Em Fevereiro de 1862, ainda pôde andar e receber a santa Comunhão na igreja, junto com os seus companheiros. Inesperadamente o mal se agravou; foi preciso avisá-lo para receber os últimos sacramentos. A notícia assustou-o por um momento só; mas imediatamente recuperou a habitual calma, que logo se transformou numa alegria antes nunca experimentada. O modo de receber o santo Viático comoveu e edificou a todos que assistiram. Não mais largava a imagem do Crucificado, que cobria de beijos, e ao seu alcance tinha a estátua de Nossa Senhora das Dores, que frequentemente apertava ao seu peito, proferindo afetuosas jaculatórias, como estas:

“Minha mãe, faze depressa!”
“Jesus, Maria, José, expire eu em paz em vossa companhia!”
“Maria, mãe da graça, mãe da misericórdia, do inimigo nos protegei, e na hora da morte nos recebei”.

Poucos momentos antes do desenlace, o agonizante, que parecia dormir, de repente, todo a sorrir, virou o rosto para esquerda, fixando olhar para um determinado ponto. Como que tomado de uma grande comoção diante de uma visão impressionante, deu um profundo suspiro de afecto e nesta atitude, sempre sorridente, com as mãos apertando as imagens do Crucifixo e da Mater Dolorosa, passou desta vida para a outra.

Assim morreu o santo jovem na idade de vinte e quatro anos, na manhã de 27 de Fevereiro de 1862. Foi sepultado na igreja da Congregação, em Isola Del Gran Sasso. Trinta anos depois fez-se o reconhecimento do seu corpo. Nesta ocasião, com o simples contacto de suas relíquias verificou-se a cura prodigiosa de uma jovem que a tuberculose pulmonar tinha reduzido ao último estado. Reproduziram-se aos milhares os prodígios que foram constatados à invocação do Santo.

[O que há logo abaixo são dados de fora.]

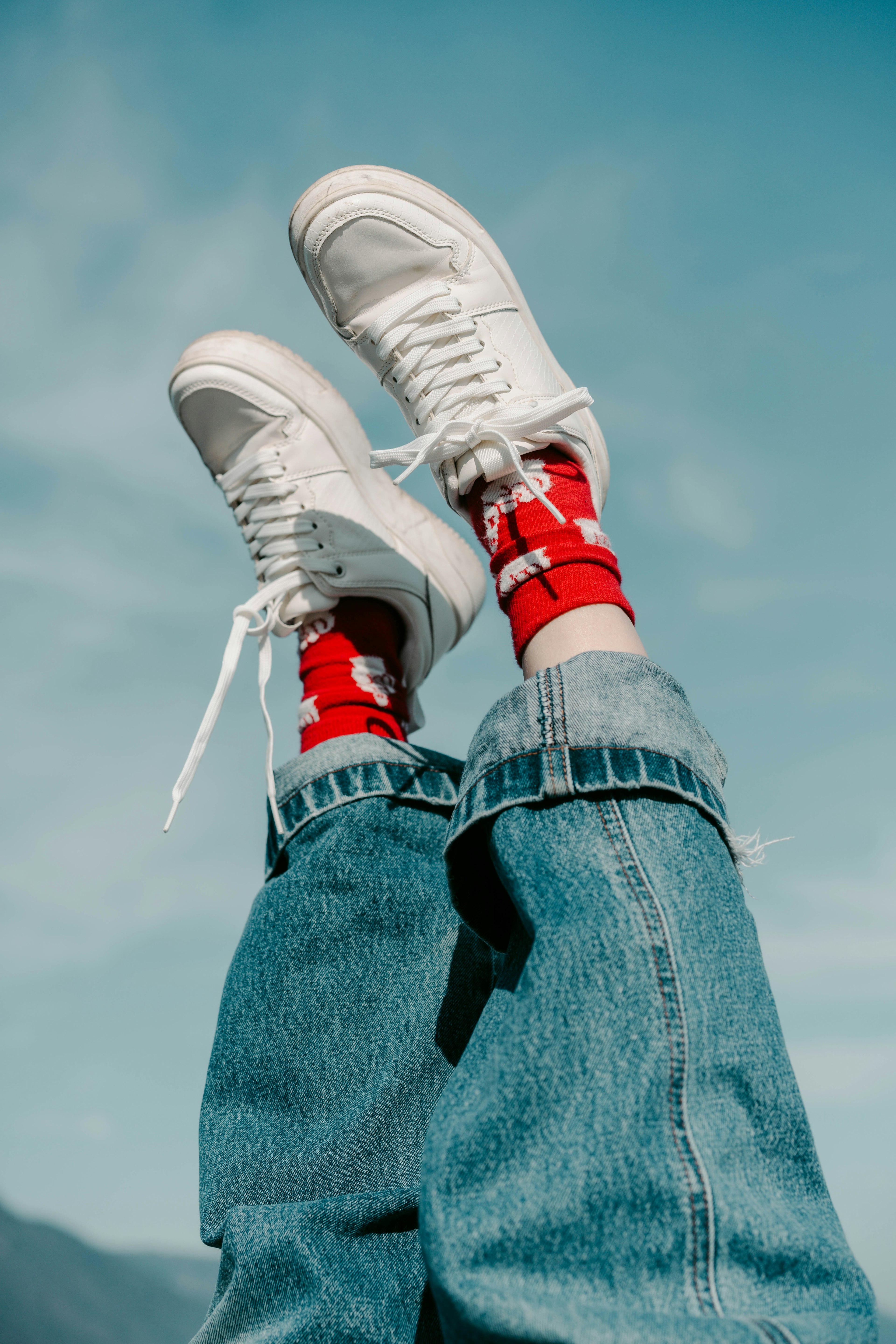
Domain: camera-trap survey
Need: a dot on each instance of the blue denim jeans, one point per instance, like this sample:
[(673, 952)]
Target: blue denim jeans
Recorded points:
[(498, 1058)]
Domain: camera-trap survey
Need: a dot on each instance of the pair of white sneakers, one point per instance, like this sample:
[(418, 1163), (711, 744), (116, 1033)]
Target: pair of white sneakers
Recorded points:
[(421, 292)]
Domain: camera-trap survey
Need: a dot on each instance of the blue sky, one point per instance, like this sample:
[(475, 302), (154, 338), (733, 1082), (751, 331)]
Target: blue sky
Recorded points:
[(699, 202)]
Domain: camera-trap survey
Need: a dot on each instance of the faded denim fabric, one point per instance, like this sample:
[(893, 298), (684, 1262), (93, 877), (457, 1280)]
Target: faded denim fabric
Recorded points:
[(621, 1155), (351, 997)]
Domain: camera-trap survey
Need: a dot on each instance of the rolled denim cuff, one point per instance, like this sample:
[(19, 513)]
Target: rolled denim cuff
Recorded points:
[(600, 725), (357, 767)]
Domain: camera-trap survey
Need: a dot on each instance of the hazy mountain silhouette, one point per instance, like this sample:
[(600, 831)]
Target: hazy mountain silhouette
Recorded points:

Em 1908 o Papa Pio X inscreveu o nome de Gabriel da Virgem Dolorosa (ou de Nossa Senhora das Dores) no catálogo dos Beatos, e, em 1920, Bento XV decretou-lhe as solenes honras da Canonização. Pio XI estendeu a sua festa a toda a Igreja, em 1932.


ORAÇÃO

Ó Deus, que ensinastes a São Gabriel a honrar com assiduidade as dores de vossa Mãe dulcíssima, e por Ela o elevaste à glória da Santidade e dos milagres, concedei-nos, pela sua intercessão e seus exemplos, a graça de partilharmos tão intimamente as dores de Vossa Mãe Santíssima e que, por sua maternal proteção, consigamos a salvação eterna.